CSS3 is trying to make this a bit more sophisticated, so that Chinese and Japanese can benefit from being able to break within paragraphs in their source code also. Since these languages don't use spaces at all, under the historical rules they cannot break at all, otherwise it introduces a space.
Because historically breaks became spaces, the new rules are biased to be "conservative" in that they will apply the historical behavior of turning the break into a space when it's not clear whether to discard or not. The currently proposed rule (which is similar to what Firefox currently implements) thus says, if both sides of the break are CJ, discard. If either side is not, use a space.
This issue is about fine-tuning those new rules, specifically about whether to introduce a concept of an "ambiguous" character, which defers to the opposite side whether CJ or not (and which defaults to space if the other side is also ambiguous). The primary use case for this would be Symbols.
Agenda+ to propose deferring this issue to L4.

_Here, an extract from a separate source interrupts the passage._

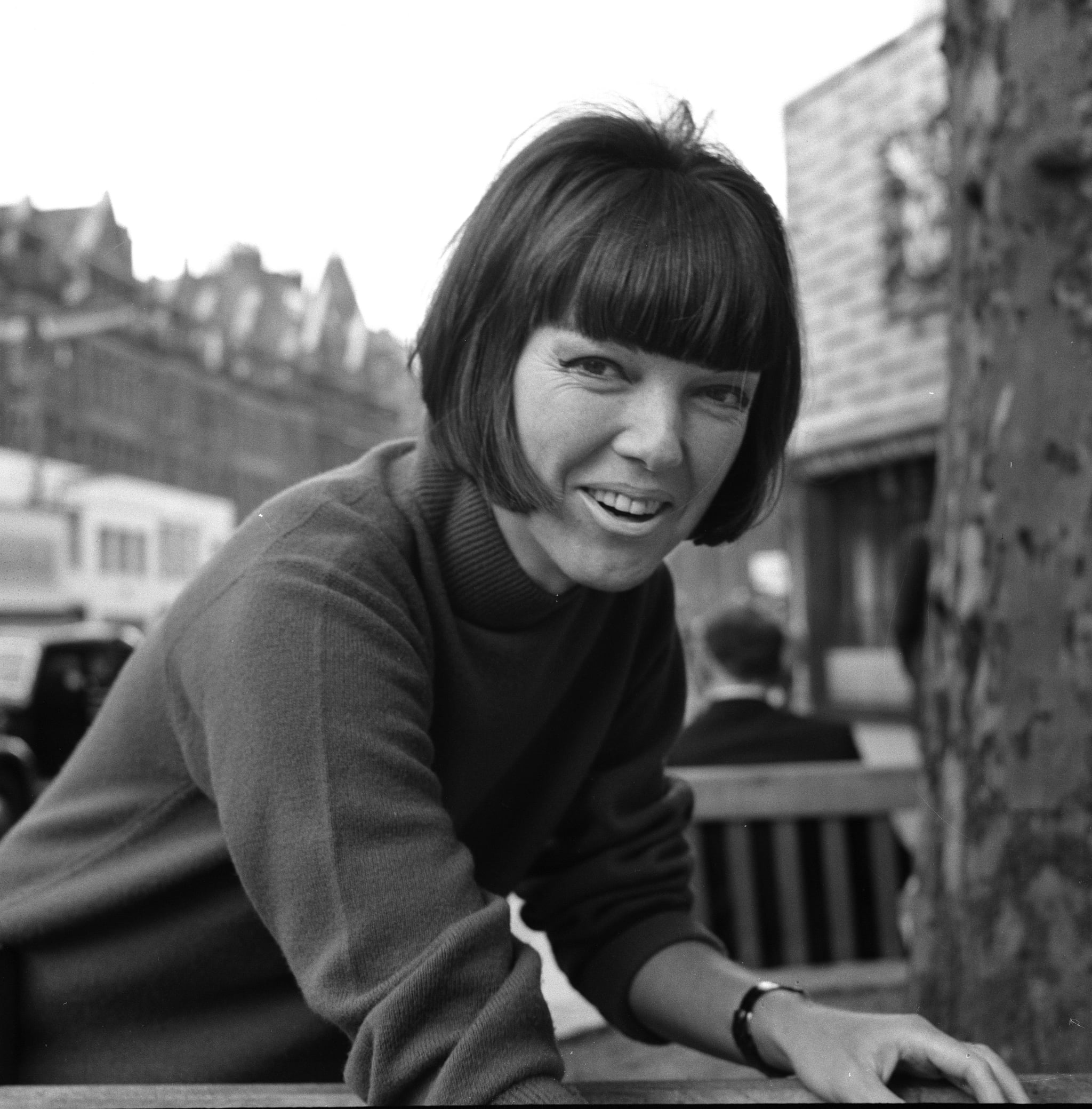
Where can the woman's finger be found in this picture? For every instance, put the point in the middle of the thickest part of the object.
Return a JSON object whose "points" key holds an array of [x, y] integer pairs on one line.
{"points": [[966, 1066], [1005, 1076]]}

When I argued for using Unicode blocks in https://github.com/w3c/csswg-drafts/issues/337, it was exactly for the reason that we wouldn't have to do this sort of codepoint-by-codepoint analysis in the spec and in UAs.
I think this entire feature is not worth the complexity it seems to require.

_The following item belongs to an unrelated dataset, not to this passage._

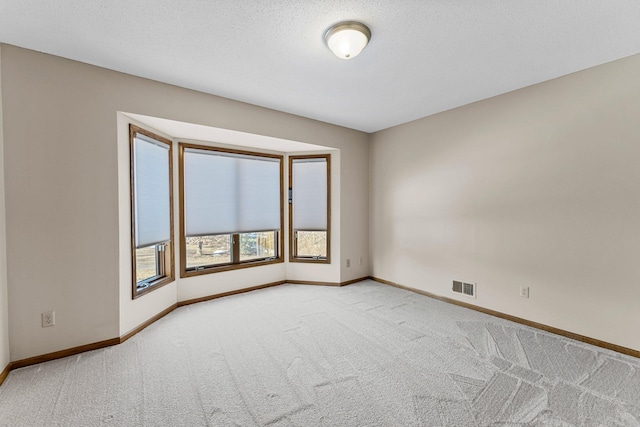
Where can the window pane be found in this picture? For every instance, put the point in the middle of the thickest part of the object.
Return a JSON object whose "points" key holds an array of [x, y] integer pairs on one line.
{"points": [[208, 250], [312, 244], [146, 264], [309, 193], [226, 192], [151, 191], [257, 245]]}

+1 to @litherum but let me add another reason.
Adding more heuristic rules have both pros and cons for authors. I think this case is net-negative for authors.
As @r12a pointed out in his comment in #4992:
I'm inclined to think that we need to expect authors to make adjustments sometimes to resolve ambiguities.
In order for authors to perform the adjustments, the predictability is critical. Authors must run the rules in their brain and predict whether a space is inserted or not, whenever they see new lines in their HTML files or when reviewing someone else's HTML files. Adding more heuristic rules has a negative impact to this process.
If the heuristic rules are accurate enough so that authors don't have to worry about the adjustments, adding rules is good for them, but by now I think we agree that it is not technically possible. If we expect authors to make the adjustments, keeping the rules simple is critical for them.
The CSS Working Group just discussed [css-text-3] Discarding Line Breaks Adjacent to Ambiguous Characters
, and agreed to the following:
RESOLVED: defer the behavior of Discarding Line Breaks Adjacent to Ambiguous Characters to L4 of css-text
The discussion in #337 has veered off in a wide variety of directions, but @hax originally filed the issue to bring up the question of "ambiguous" characters, i.e. those which are commonly used both within and outside Chinese and Japanese context:
We decided to switch to a Unicode Block listing instead of relying on the East Asian Width property (in particular due to some backwards-incompatible changes on Unicode's side). The current draft does not have a concept of ambiguous characters: all characters are strong "discard" or "don't discard", with discarding behavior requiring both sides of the line break to be "discard".
We might want to consider classifying some characters as "ambiguous", particularly symbols and maybe also the few common punctuation marks used in Chinese (double quotes, specifically). These could defer to the character on the other side, and if both are ambiguous, default to "don't discard".
Do we want to do this? If so, should it be language-dependent or universal?